$f$-mode oscillations in hot Neutron Stars: Effect of hyperons and neutrino trapping

TL;DR

This paper develops a comprehensive equation of state for hot neutron stars including hyperons and neutrino trapping, and studies their oscillation modes and observable properties.

Contribution

It introduces a systematic formalism for modeling hot neutron stars with hyperons and neutrino trapping, analyzing effects on oscillations and astrophysical observables.

Findings

Hyperonic neutron stars with neutrino trapping show strong correlation between nuclear density and star properties.

Thermal effects can alter universal relations in hot neutron stars.

The framework allows for variation of nuclear parameters within experimental uncertainties.

Abstract

In this work, we present an equation of state formalism for hot Neutron Stars (NSs) which consistently includes the effects of finite temperature, hyperons as well as neutrino trapping, relevant for the study of proto-neutron stars, binary neutron star mergers and supernova explosions.
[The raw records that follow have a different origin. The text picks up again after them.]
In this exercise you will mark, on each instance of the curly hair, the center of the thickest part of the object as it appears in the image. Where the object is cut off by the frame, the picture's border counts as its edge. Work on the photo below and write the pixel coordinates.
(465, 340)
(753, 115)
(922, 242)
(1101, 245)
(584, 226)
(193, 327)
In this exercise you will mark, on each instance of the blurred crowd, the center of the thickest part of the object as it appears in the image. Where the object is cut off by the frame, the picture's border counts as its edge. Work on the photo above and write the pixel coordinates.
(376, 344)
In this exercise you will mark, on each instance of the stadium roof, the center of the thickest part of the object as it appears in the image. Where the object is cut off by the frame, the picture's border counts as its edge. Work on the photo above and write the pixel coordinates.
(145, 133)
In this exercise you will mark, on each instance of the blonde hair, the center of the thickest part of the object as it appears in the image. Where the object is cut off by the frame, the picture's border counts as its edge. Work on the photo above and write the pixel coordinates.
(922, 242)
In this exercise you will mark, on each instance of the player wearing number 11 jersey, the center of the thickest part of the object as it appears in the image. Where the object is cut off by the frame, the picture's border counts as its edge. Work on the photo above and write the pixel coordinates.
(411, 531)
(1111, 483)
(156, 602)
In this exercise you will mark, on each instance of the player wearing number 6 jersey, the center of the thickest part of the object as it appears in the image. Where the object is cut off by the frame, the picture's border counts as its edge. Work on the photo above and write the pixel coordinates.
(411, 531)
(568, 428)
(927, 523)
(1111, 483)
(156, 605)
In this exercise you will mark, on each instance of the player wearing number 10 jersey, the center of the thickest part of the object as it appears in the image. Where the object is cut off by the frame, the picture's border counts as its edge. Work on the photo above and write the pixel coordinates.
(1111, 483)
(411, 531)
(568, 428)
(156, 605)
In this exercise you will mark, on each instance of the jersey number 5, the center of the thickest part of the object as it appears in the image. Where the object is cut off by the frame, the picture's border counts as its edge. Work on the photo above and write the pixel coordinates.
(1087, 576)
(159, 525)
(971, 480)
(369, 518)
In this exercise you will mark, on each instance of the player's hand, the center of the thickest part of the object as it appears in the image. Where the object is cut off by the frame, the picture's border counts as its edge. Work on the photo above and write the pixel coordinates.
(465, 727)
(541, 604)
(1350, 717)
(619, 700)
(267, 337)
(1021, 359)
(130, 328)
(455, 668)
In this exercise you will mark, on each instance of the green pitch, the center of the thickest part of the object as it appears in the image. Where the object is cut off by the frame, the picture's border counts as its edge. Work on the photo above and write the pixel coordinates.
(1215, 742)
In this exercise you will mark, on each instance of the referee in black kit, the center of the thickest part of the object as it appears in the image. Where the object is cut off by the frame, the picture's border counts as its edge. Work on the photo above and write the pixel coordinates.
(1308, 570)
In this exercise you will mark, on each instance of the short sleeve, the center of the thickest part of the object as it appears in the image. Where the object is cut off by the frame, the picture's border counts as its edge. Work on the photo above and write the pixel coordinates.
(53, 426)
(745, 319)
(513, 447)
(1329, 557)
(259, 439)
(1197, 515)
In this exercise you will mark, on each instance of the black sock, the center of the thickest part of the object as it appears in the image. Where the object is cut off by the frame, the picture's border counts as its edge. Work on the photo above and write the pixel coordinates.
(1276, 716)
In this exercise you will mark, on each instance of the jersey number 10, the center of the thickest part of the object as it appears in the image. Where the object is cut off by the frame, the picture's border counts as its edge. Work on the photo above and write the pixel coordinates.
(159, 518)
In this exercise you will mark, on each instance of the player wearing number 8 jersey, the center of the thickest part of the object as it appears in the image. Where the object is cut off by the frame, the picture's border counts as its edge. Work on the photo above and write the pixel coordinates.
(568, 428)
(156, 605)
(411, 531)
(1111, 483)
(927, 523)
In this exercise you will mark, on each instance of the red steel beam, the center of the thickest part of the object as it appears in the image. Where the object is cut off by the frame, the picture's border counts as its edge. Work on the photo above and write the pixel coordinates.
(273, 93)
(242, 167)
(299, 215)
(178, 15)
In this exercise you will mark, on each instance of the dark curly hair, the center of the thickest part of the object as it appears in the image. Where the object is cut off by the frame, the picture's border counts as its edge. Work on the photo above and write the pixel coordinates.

Within a non-linear relativistic mean field description, the framework allows for a systematic variation of nuclear parameters within the range allowed by uncertainties in nuclear experimental data, ensuring compatibility with nuclear theory, astrophysical and heavy-ion data. We then investigate the role of nuclear and hypernuclear parameters as well as thermal effects on NS macroscopic properties and $f$-mode oscillations in hot neutron stars within Cowling approximation. Our results reveal that in hyperonic neutron stars with trapped neutrinos, the saturation nuclear density shows moderate to strong correlation with NS astrophysical observables. We also investigate whether thermal effects break universal relations and provide fit relations for hot NS configurations in the neutrino-trapped regime.